How to Clean Power Tools
How to Clean Power Tools
As with most things of value, cleaning and maintenance of your power tools is key to prolonging their functionality and lifespan. As the old craftsman saying goes, "a poor workman blames his tools." That is to say, the only thing standing between the right materials, tools and a job well done is generally the person doing the work.
Proper power tool performance is important, to safely and accurately accomplish the tasks at hand. But without appropriate upkeep, your equipment stands a far greater chance of malfunction due to grime buildup.
Give your power tools some TLC to keep them working accurately and safely for years to come. After each use, you should clean your tools, with a more thorough deep cleaning once or twice a year. Proper lubrication can help prevent degradation of parts, which could lead to other parts wearing out prematurely.

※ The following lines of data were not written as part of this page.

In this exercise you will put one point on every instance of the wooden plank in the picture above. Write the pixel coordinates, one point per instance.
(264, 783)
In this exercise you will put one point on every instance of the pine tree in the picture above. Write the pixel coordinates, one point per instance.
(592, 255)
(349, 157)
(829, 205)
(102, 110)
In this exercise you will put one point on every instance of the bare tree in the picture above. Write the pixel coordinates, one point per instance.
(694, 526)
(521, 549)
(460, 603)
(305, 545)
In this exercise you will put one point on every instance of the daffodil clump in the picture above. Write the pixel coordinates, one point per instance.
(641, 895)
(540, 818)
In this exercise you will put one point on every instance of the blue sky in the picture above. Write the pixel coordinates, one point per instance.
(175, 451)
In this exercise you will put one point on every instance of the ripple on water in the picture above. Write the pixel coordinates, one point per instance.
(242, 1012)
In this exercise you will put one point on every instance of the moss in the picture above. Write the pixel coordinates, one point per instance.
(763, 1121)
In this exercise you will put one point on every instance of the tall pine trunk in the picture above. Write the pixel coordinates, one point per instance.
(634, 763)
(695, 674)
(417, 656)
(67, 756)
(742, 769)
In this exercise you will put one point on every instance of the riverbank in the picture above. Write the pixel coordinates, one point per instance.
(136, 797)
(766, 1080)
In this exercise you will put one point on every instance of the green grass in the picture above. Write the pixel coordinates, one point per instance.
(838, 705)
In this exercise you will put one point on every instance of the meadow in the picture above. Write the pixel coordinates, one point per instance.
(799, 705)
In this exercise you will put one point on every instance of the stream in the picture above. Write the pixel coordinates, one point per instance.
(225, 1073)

Whether cleaning a recently-purchased tool or a grimy old tool from a garage sale, these steps will get your power tools looking and performing their best.
What You Need
- Wire scrub brush
- Steel wool
- Simple Green All-Purpose Cleaner
- Hot water
- Old towels
- Soft rag
- Can of compressed air or air compressor
- Work gloves
Some tools can be disassembled in order to perform a more thorough cleaning. Always check your power tool's manufacturer's guide first for proper cleaning recommendations.
- Disconnect the tools from any power source, whether electric or battery powered. For cordless tools, the battery should be completely removed unless it's self-contained. Disassemble any removable components for cleaning. If tools contain sensitive electronic or mechanical parts which could be damaged by submersion, set these aside to clean by hand.
- Loosen accumulated dirt. Use a can of compressed air to loosen or blow out any accumulated dirt and grime that's collected in the grooves, nooks & crannies of your tools.
- Prepare cleaning solution. Fill a bucket with equal parts hot water and Simple Green All-Purpose Cleaner.
- Add tools. Wearing work gloves to avoid any sharp edges or points on your tools, place tools in the bucket and let soak for 5-7 minutes. Take care not to submerge any power cables or motor casings.
- Scrub buildup. Use a wire brush to scrub off any remaining debris, and steel wool to eliminate any rust accumulation. Scrub lightly with each to avoid scratching the surface of your tools. Wipe off excess buildup with a soft rag.
- Rinse and towel-dry your tools, making sure to absorb any remaining moisture. Allow approx. 30 minutes to air dry.
- Reassemble any power tool components and check all moving parts before plugging in.